Politics, protest and community in Contact season

Published: 25 November 2018
Reporter: David Upton

Barber Shop Chronicles Credit: Dean Chalkley
House of Suarez Credit: Fotocad
Contact Young Company Credit: Keisha Thompson

Contact continues to transform its iconic building on Oxford Road, Manchester.

Meantime, its new season, which runs from January to June, delves into politics, protest and community.

The venue presents a major show from regular collaborator, poet and writer Inua Ellams, whose National Theatre production of Barber Shop Chronicles will be at the Royal Exchange Theatre (March 7 to 23).

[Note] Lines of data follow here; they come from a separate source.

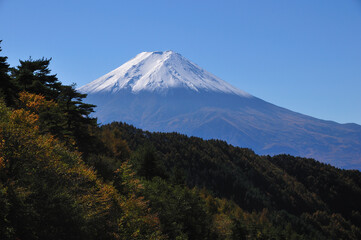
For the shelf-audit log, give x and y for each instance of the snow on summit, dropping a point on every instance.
(159, 72)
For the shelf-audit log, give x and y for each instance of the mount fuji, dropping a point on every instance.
(165, 92)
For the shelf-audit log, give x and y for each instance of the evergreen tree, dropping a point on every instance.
(34, 76)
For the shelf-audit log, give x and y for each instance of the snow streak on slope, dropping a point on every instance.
(159, 72)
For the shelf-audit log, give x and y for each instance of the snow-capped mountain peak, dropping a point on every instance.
(159, 72)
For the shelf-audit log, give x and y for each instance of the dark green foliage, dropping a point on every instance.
(34, 76)
(48, 191)
(146, 163)
(70, 119)
(181, 211)
(295, 192)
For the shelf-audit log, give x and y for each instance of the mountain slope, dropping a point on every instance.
(163, 91)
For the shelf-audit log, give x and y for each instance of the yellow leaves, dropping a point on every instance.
(35, 102)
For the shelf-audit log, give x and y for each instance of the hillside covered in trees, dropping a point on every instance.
(64, 177)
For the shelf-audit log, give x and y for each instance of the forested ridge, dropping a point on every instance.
(62, 176)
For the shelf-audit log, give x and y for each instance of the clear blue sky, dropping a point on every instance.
(304, 55)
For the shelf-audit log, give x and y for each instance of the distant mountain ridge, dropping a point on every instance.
(163, 91)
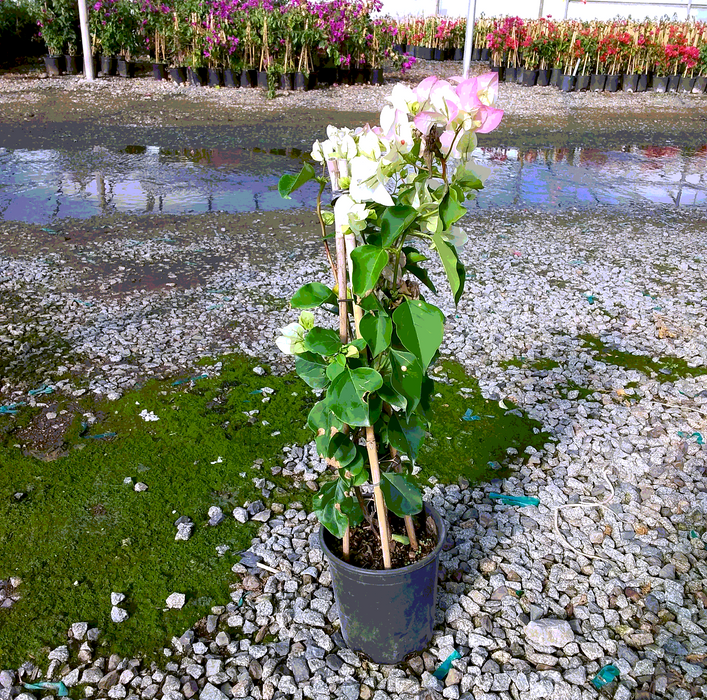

Contact will also be staging a taster of Queer Contact Festival as a compact weekender in February, featuring Mother’s Ruin (February 8) and the Manchester Vogue Ball (February 9).

Bristol-based theatre company Ad Infinitum will be kicking off Queer Contact Festival and the season as a whole at The Lowry in February with its play No Kids (February 1), exploring the social anxieties of same-sex parenting.

Later in the year, Contact will be presenting two shows from Contact Young Company, the first in partnership with Battersea Arts Centre (May 3 to 4) followed by a collaboration with local spoken word heroes Young Identity (June 12 to 15).